Death at least seemed to understand what was required of him and was correctly attired in the traditional uniform. His only concession to the age of technology was the replacement of the unwieldy, if impressive, scythe, with a small device that appeared to be a form of Taser.
Having delivered the coup de grace and freed me from my need to fight for breath, I expected him to whisk me off to the hereafter, not wait for me to pack.
Not knowing what the afterlife would consist of made it difficult to select the most appropriate items. Would it be somewhere where I would feel extremely, not to say, uncomfortably, hot? Perhaps tropical gear and sun cream were in order. On the other hand, I might find myself in Valhalla, in which case a good supply of painkillers and several bottles of mineral water would help with the inevitable hangover.
I had heard that certain religions promised a vast supply of virgins. Not being one to take chances, perhaps a large pack of condoms? I began to regret my lack of interest in comparative religions.
I always thought of myself as “Christmas C of E,” in which case I was looking at a rather damp, cloudy environment and would probably need throat lozenges, as I’d never found time to learn the harp.
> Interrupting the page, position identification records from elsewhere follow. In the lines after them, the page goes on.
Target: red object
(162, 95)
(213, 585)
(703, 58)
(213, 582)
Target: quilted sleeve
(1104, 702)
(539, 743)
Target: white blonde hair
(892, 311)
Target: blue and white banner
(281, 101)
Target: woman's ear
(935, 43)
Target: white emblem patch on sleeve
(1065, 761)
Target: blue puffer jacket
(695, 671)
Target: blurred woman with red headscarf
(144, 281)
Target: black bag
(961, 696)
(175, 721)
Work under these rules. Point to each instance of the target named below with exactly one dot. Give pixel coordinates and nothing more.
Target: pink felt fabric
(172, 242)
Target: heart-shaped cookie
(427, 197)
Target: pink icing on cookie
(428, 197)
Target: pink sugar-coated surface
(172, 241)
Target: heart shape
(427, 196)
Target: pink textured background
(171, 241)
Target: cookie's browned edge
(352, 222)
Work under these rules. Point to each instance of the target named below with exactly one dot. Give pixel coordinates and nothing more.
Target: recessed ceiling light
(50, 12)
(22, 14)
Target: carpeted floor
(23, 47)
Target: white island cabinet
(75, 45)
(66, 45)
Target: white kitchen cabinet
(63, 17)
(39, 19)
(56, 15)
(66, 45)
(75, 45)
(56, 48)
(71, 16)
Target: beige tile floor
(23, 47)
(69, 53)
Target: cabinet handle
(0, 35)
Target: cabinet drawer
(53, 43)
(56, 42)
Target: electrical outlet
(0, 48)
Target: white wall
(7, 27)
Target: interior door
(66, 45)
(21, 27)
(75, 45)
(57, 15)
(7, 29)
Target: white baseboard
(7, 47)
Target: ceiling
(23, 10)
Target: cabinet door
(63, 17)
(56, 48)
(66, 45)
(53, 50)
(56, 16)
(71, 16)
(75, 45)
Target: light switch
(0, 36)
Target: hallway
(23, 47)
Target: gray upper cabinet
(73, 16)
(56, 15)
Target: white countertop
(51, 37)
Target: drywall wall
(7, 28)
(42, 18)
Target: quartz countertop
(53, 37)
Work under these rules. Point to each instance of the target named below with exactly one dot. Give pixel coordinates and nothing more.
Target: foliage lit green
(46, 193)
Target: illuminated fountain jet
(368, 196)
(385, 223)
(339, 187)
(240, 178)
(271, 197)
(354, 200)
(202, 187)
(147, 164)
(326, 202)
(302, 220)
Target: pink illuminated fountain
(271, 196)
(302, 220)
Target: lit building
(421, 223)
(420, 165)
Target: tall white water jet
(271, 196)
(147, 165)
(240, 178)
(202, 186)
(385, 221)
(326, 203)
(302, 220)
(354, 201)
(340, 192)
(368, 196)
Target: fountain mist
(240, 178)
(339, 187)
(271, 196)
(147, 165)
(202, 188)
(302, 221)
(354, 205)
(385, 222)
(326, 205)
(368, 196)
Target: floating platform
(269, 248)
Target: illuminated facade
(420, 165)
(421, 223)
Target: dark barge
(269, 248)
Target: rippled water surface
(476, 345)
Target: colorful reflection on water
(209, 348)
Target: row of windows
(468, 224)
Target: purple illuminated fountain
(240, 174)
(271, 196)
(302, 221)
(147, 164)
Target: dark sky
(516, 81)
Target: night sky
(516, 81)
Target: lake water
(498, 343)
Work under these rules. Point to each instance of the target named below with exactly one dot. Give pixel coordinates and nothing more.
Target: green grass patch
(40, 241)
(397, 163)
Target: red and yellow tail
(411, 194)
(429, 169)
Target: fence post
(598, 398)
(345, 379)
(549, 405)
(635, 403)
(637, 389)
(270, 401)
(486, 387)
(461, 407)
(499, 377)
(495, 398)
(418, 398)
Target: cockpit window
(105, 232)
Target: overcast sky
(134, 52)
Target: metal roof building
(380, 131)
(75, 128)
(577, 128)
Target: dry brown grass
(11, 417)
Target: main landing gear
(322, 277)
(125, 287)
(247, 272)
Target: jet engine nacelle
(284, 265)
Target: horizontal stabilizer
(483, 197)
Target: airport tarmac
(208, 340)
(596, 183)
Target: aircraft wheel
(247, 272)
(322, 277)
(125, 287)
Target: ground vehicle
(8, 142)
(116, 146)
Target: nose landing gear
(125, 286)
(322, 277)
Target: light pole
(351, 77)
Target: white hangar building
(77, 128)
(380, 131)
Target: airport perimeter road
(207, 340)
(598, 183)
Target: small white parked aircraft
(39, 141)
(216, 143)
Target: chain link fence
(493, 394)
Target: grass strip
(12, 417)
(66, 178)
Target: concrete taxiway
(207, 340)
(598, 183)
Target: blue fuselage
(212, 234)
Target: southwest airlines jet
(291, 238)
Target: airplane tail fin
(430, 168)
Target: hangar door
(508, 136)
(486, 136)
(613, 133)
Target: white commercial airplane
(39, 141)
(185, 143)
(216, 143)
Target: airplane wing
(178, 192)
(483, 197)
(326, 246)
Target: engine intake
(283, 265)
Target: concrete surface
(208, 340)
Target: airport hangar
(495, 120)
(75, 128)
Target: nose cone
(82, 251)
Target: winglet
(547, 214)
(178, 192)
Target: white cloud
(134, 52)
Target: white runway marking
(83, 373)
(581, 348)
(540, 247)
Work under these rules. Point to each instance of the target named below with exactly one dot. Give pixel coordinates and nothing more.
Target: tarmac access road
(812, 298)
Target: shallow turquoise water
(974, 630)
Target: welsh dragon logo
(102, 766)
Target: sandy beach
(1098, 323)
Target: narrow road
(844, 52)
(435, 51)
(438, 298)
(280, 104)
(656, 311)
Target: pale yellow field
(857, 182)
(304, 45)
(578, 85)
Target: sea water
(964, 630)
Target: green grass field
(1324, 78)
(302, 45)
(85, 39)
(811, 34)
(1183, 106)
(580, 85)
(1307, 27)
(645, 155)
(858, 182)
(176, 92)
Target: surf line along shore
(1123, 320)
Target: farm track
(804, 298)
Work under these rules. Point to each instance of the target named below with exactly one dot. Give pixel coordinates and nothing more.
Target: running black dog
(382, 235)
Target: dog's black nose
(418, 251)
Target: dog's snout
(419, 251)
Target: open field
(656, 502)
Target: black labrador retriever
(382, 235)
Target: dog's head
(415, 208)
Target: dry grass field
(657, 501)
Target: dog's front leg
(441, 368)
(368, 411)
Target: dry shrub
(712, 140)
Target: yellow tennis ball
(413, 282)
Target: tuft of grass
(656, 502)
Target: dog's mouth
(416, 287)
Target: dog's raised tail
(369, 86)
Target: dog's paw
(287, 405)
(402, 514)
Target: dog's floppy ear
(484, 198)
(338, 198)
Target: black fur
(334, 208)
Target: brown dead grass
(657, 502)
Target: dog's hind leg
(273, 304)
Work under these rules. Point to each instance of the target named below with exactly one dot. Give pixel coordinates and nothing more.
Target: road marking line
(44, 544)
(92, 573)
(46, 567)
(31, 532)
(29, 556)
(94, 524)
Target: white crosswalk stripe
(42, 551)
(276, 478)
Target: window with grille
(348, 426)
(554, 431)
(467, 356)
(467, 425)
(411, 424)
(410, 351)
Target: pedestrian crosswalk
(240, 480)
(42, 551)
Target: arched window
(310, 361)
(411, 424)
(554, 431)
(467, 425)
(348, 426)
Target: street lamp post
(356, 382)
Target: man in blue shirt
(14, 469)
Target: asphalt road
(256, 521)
Pennies, to pay the Ferryman? No sign of a river, so that was probably out.
Eventually, I decided to seek advice.
“What should I pack?” I asked Death, who was beginning to look a little impatient.
“Whatever you cannot bear to leave behind.”
Toothbrush? Deodorant? Clean underwear? None of them seemed to be so vital in the greater scheme of things.
Photographs? No, I would always carry the memories of my beloved family and friends, of the long and happy years of my life, with me, without the need for copies of them as reminders.
Suddenly, the answer was clear.
“Nothing,” I said firmly.
Death smiled to himself as only a skull can smile. He tucked the empty suitcase into his robe and led me gently to the welcoming light.